Altblokfluit
De altblokfluit is een lid van de blokfluit familie en staat in de toonsoort F gestemd. De alt zit wat grootte betreft tussen de sopraan en de tenor (zie zangstem) in. Het heeft dezelfde algemene vorm als een sopraan, zeg maar de gewone blokfluit, maar de altblokfluit is ongeveer de helft groter, wat resulteert in een lagere toonhoogte en een iets andere vingerzetting. Je bespeelt een altblokfluit hetzelfde als een sopraanblokfluit, maar omdat deze groter is heb grotere handen nodig om de gaatjes allemaal te bedekken.
Hoe hoog een instrument kan spelen noem je toonhoogte, maar als we steeds zouden moeten zeggen dat deze blokfluit bijvoorbeeld van een lage c tot een hoge c kan spelen, zou iedereen in de war raken. Daarom hebben ze vier namen verzonnen. De sopraan is de hoogste, dan komt alt, daarna tenor en als allerlaagste bas. deze woorden plak je voor een instrument om aan te geven hoe hoog of laag dat instrument kan spelen.

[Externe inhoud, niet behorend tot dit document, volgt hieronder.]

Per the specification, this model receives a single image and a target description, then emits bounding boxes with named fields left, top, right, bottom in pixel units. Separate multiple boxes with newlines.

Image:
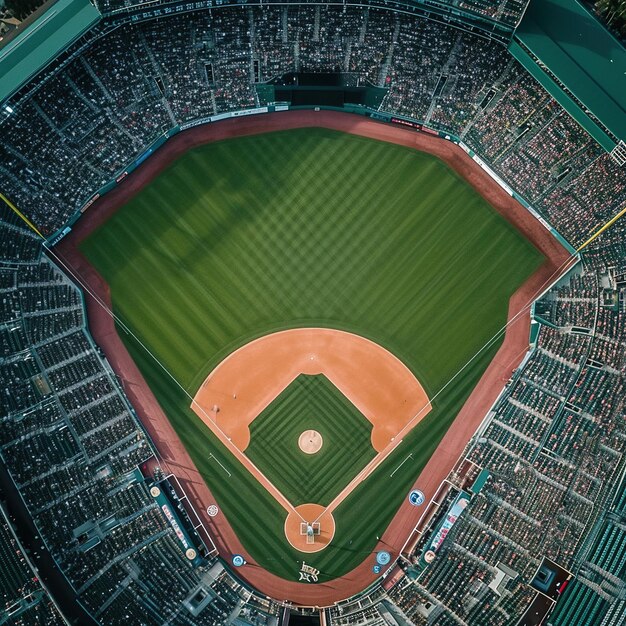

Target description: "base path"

left=52, top=111, right=569, bottom=606
left=285, top=504, right=335, bottom=553
left=191, top=328, right=432, bottom=552
left=191, top=328, right=431, bottom=452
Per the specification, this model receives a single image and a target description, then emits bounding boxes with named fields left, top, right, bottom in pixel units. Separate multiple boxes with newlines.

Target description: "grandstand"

left=0, top=0, right=626, bottom=626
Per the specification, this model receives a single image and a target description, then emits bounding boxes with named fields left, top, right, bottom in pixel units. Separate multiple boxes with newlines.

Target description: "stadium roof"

left=0, top=0, right=100, bottom=102
left=510, top=0, right=626, bottom=150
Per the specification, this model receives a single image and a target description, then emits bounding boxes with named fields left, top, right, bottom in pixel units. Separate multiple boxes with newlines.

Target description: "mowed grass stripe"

left=245, top=375, right=376, bottom=506
left=83, top=129, right=542, bottom=579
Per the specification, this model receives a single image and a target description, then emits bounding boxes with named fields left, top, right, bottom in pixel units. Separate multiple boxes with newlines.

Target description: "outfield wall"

left=56, top=110, right=567, bottom=606
left=47, top=104, right=576, bottom=254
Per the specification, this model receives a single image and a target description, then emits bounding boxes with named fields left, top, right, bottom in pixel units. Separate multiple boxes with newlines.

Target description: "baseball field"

left=81, top=129, right=543, bottom=582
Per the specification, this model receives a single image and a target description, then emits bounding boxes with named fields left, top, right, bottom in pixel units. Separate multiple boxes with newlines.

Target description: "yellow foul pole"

left=576, top=206, right=626, bottom=252
left=0, top=193, right=45, bottom=239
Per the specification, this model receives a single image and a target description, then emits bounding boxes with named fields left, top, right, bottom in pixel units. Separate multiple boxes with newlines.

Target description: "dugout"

left=257, top=72, right=388, bottom=110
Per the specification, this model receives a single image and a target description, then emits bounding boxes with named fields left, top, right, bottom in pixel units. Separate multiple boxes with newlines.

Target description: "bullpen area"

left=81, top=128, right=543, bottom=582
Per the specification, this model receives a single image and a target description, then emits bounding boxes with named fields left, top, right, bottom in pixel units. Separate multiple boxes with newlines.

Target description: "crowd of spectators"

left=0, top=4, right=626, bottom=254
left=0, top=5, right=626, bottom=626
left=0, top=209, right=286, bottom=626
left=380, top=263, right=626, bottom=626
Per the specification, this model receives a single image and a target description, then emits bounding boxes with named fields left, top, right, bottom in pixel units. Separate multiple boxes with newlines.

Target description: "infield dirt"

left=54, top=111, right=569, bottom=606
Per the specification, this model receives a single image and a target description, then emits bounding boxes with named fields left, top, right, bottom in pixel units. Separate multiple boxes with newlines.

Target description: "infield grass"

left=245, top=374, right=376, bottom=506
left=82, top=129, right=542, bottom=581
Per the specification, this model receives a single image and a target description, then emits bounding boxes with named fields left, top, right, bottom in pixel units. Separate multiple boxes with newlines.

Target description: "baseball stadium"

left=0, top=0, right=626, bottom=626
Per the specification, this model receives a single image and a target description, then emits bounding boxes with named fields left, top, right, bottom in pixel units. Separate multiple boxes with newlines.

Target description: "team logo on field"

left=298, top=561, right=320, bottom=583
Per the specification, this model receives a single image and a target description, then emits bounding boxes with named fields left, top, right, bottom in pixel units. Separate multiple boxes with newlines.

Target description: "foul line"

left=207, top=452, right=232, bottom=478
left=389, top=454, right=413, bottom=478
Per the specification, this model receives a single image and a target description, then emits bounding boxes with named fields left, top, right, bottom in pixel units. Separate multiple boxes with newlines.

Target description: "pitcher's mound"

left=298, top=430, right=324, bottom=454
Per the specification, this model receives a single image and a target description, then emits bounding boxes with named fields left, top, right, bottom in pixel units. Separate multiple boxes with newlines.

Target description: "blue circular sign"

left=376, top=550, right=391, bottom=565
left=409, top=489, right=426, bottom=506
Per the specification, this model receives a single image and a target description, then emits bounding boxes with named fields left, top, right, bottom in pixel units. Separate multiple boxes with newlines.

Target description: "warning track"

left=55, top=111, right=569, bottom=606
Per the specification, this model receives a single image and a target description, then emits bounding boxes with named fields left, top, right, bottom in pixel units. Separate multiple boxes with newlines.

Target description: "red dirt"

left=191, top=328, right=432, bottom=552
left=285, top=504, right=335, bottom=553
left=52, top=111, right=569, bottom=606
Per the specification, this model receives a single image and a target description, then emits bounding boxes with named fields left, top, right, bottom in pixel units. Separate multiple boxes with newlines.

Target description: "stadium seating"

left=0, top=0, right=626, bottom=626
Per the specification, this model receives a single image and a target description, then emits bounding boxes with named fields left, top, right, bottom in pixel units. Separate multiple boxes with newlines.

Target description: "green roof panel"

left=0, top=0, right=100, bottom=102
left=510, top=0, right=626, bottom=148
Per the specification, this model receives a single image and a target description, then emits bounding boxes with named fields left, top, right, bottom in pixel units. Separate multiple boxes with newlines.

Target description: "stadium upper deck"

left=0, top=6, right=626, bottom=626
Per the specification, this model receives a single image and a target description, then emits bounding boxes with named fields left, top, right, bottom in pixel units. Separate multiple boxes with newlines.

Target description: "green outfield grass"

left=245, top=374, right=376, bottom=506
left=82, top=129, right=542, bottom=581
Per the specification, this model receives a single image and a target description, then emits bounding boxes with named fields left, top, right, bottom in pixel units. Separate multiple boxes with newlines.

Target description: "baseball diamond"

left=0, top=0, right=626, bottom=626
left=82, top=128, right=542, bottom=581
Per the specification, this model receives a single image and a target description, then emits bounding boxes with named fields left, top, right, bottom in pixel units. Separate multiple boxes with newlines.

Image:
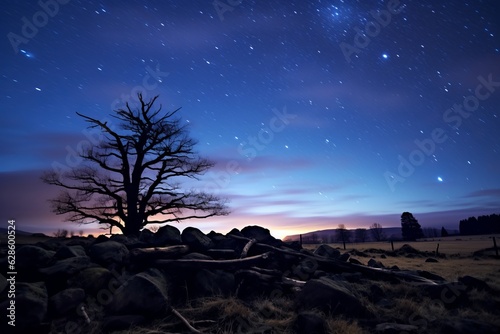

De meeste blokfluiten die je tegenkomt zijn sopraanblokfluiten. Er bestaan ook tenor en basblokfluiten. Die zijn heel erg groot en zie je niet zo vaak.
De eerste altblokfluiten verschenen halverwege de 17e eeuw. De ontwikkeling ervan begon in Frankrijk en verspreidde zich later over Europa en de rest van de Wereld.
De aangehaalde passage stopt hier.